• 退職所得の源泉徴収票:提出範囲や提出枚数など

    2023年1月18日

     「退職所得の源泉徴収票」は、転職先での年末調整や確定申告に必要となるため、原則として退職後1ヵ月以内に受給者に交付されます。交付者は、退職手当・一時恩給その他これらの性質を有する給与の支払者です。この退職所得の源泉徴収票は、受給者交付用と税務署提出用に加え、市区町村に提出するための特別徴収票を兼ねていることから、帳票の名称は「退職所得の源泉徴収票・特別徴収票」ですが、このコラムでは略して「退職所得の源泉徴収票」と呼びます。
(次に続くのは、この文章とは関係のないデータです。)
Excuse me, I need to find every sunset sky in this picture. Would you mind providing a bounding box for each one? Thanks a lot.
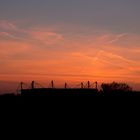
[0,0,140,91]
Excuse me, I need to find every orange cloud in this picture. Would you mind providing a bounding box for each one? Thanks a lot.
[0,20,140,89]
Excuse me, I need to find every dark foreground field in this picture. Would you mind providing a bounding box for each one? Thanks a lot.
[1,88,140,97]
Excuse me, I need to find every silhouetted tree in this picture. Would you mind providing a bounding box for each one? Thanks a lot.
[101,82,132,93]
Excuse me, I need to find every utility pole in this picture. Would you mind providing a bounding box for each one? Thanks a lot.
[95,81,98,89]
[31,81,35,89]
[51,80,54,88]
[88,81,90,89]
[81,82,84,89]
[65,83,67,89]
[20,82,23,90]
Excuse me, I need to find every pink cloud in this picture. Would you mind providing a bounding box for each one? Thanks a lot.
[0,22,140,88]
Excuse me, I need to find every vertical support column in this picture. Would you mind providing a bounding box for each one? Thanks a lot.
[95,81,98,89]
[65,83,67,89]
[81,82,84,89]
[51,80,54,88]
[31,81,35,89]
[88,81,90,89]
[20,82,23,90]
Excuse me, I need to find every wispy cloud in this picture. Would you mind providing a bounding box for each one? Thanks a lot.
[0,21,140,85]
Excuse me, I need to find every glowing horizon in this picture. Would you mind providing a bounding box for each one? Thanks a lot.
[0,0,140,93]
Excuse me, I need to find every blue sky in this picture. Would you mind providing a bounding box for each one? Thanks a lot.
[0,0,140,33]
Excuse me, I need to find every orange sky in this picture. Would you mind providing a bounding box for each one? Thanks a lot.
[0,21,140,91]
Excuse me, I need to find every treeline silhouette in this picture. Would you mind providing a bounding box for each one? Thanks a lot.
[2,81,140,97]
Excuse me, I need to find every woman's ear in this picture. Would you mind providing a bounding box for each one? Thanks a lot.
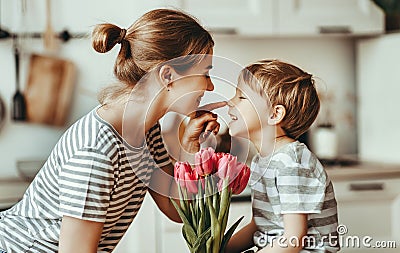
[158,65,174,87]
[268,105,286,125]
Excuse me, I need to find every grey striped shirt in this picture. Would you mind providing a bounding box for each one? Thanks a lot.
[0,107,170,253]
[249,141,338,252]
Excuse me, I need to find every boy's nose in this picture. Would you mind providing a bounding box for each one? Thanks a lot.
[228,98,235,107]
[207,77,214,91]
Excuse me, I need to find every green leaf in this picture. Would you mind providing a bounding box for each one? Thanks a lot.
[189,201,198,231]
[178,183,187,215]
[218,177,230,221]
[206,236,214,253]
[193,228,211,252]
[219,216,244,253]
[197,200,206,235]
[182,224,197,248]
[169,197,194,231]
[208,203,221,253]
[182,226,193,249]
[218,190,232,233]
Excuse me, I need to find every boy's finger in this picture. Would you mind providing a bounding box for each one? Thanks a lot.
[198,101,228,111]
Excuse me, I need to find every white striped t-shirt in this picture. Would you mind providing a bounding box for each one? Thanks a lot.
[0,107,170,253]
[249,141,339,252]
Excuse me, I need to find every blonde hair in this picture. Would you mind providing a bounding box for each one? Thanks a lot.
[92,9,214,104]
[239,60,320,139]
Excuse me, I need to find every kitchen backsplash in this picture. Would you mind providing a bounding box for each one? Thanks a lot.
[0,3,368,177]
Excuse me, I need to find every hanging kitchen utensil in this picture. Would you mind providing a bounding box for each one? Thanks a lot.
[0,0,11,39]
[0,92,6,130]
[43,0,57,52]
[12,38,26,121]
[25,54,76,126]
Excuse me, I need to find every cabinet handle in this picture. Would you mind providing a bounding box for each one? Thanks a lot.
[350,183,384,191]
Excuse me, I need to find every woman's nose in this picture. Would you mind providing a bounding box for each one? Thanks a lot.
[228,98,235,107]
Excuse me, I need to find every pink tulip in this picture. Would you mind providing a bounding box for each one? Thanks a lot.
[218,154,244,182]
[195,148,217,177]
[229,164,250,194]
[174,162,199,194]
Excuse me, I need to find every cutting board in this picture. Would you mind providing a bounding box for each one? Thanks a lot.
[25,54,76,126]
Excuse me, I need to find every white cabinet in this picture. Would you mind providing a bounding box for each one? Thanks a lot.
[180,0,274,35]
[1,0,169,33]
[156,201,251,253]
[170,0,384,36]
[276,0,384,35]
[333,178,400,253]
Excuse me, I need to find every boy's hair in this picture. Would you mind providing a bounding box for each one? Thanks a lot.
[239,60,320,139]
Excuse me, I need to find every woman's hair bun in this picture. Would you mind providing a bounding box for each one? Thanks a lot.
[92,24,126,53]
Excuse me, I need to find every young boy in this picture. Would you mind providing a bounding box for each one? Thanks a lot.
[226,60,339,253]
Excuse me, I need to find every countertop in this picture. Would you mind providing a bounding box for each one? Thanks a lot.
[325,162,400,181]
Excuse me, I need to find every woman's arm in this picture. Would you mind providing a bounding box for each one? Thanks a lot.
[149,164,182,222]
[58,216,104,253]
[259,214,307,253]
[225,219,257,253]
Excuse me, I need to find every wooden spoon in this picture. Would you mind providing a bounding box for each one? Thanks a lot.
[43,0,57,52]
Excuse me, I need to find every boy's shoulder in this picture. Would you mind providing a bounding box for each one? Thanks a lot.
[252,141,323,170]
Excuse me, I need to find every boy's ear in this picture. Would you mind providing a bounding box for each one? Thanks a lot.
[268,105,286,125]
[158,65,175,87]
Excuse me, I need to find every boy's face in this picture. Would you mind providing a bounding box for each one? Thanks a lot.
[228,83,270,141]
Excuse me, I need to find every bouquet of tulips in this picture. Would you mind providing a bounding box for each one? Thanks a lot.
[171,148,250,253]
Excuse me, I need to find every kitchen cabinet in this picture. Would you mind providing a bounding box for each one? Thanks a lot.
[333,178,400,253]
[1,0,172,33]
[178,0,274,35]
[156,201,251,253]
[174,0,384,36]
[356,33,400,164]
[276,0,384,35]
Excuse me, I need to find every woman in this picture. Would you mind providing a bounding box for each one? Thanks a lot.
[0,9,225,253]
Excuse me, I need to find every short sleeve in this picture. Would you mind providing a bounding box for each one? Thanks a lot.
[147,123,171,168]
[59,148,114,222]
[276,164,325,214]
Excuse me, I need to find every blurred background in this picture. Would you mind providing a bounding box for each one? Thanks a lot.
[0,0,400,253]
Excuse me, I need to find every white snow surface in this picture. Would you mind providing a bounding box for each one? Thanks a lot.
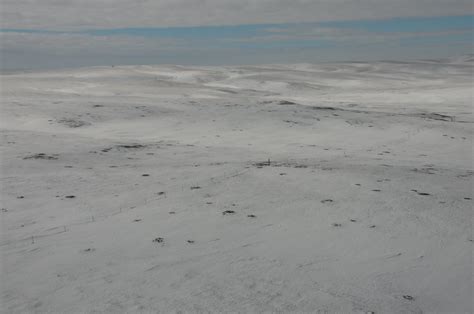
[0,58,474,313]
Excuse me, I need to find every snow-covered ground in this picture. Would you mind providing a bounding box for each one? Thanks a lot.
[0,58,474,313]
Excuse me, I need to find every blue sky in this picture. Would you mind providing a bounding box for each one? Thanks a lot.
[1,11,474,70]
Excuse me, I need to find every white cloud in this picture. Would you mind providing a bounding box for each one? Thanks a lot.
[0,0,473,30]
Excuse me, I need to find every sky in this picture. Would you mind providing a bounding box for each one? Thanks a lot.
[0,0,474,70]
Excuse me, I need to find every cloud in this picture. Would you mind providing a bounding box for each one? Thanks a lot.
[1,0,473,30]
[225,24,472,43]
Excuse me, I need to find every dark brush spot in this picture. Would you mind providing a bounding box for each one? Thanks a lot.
[152,237,165,243]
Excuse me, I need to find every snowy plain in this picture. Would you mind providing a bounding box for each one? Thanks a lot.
[0,57,474,313]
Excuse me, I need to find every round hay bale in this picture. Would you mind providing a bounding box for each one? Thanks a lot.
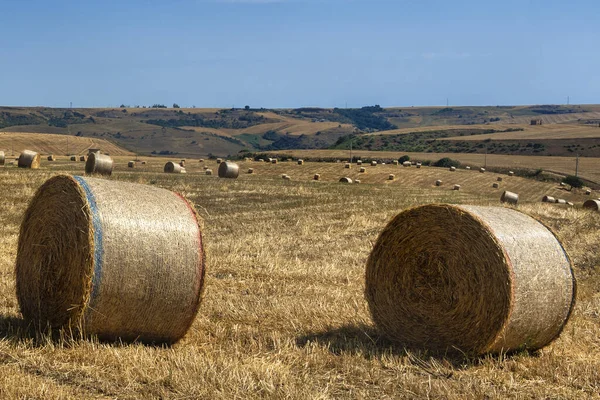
[218,161,240,179]
[163,161,183,174]
[366,204,575,354]
[583,199,600,211]
[85,153,114,176]
[17,150,40,169]
[500,190,519,204]
[16,175,205,343]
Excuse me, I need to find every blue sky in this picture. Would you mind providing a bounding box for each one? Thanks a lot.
[0,0,600,107]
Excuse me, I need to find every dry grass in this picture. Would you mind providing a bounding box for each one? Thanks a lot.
[0,158,600,399]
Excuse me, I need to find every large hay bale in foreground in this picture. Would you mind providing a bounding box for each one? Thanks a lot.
[500,190,519,204]
[583,199,600,211]
[217,161,240,179]
[163,161,183,174]
[366,204,575,354]
[85,153,114,175]
[16,175,205,343]
[17,150,40,169]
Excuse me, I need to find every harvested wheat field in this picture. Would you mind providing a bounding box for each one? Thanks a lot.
[0,160,600,399]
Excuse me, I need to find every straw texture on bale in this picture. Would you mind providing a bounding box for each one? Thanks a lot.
[85,153,114,175]
[164,161,183,174]
[583,199,600,211]
[217,161,240,179]
[17,150,40,169]
[366,204,575,354]
[16,175,205,343]
[500,190,519,204]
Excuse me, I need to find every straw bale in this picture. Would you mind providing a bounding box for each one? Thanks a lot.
[16,175,205,343]
[164,161,183,174]
[365,204,575,354]
[17,150,40,169]
[583,199,600,211]
[85,153,114,176]
[500,190,519,204]
[218,161,240,179]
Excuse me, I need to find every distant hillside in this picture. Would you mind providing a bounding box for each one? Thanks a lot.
[0,105,600,157]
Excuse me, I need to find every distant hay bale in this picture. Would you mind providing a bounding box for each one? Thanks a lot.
[85,153,114,176]
[218,161,240,179]
[500,190,519,204]
[17,150,40,169]
[365,204,575,354]
[164,161,183,174]
[583,199,600,211]
[15,175,205,343]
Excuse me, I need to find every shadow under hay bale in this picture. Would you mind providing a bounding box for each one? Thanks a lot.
[17,150,41,169]
[16,175,205,343]
[366,204,575,354]
[217,161,240,179]
[85,153,114,176]
[163,161,183,174]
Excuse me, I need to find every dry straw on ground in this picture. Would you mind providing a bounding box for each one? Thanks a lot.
[164,161,183,174]
[217,161,240,179]
[16,175,205,343]
[85,153,114,175]
[17,150,40,169]
[500,190,519,205]
[366,204,575,354]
     退職所得の源泉徴収票は、受給者には必ず交付されますが、税務署と市区町村へ提出するのは、受給者が法人の役員、相談役、顧問その他これらに類する者である場合などに限定されています。また死亡により退職手当等を支払った場合は、相続税法の規定による調書(退職手当金等受給者別支払調書)を提出するので、この場合も退職所得の源泉徴収票を提出する必要はありません。

     税務署および市町村への提出期限は原則として退職後1ヵ月以内で、提出先は支払者の所轄税務署および支払った年の1月1日現在の受給者の住所地の市区町村です。ただしその年中に退職した受給者分を取りまとめて翌年1月31日までに提出しても大丈夫です。

     2016年(平成28年)1月1日以後、退職所得の源泉徴収票には退職手当等の支払を受ける者等のマイナンバーや法人番号が記載されることになりましたが、受給者に交付する退職所得の源泉徴収票には、現在もマイナンバー及び法人番号が記載されていません。また、あらかじめ受給者の承諾を得る等の場合、書面交付に代えて電磁的方法で提供できますが、受給者からの請求があるときは、書面により交付しなければなりません。

     退職所得の源泉徴収票の提出枚数は1枚です。ただし租税条約等により日本と自動的情報交換を行うことができる各国等に住所がある者については、同じもの2枚を所轄税務署に提出することとなっていますので、該当する方はご確認ください。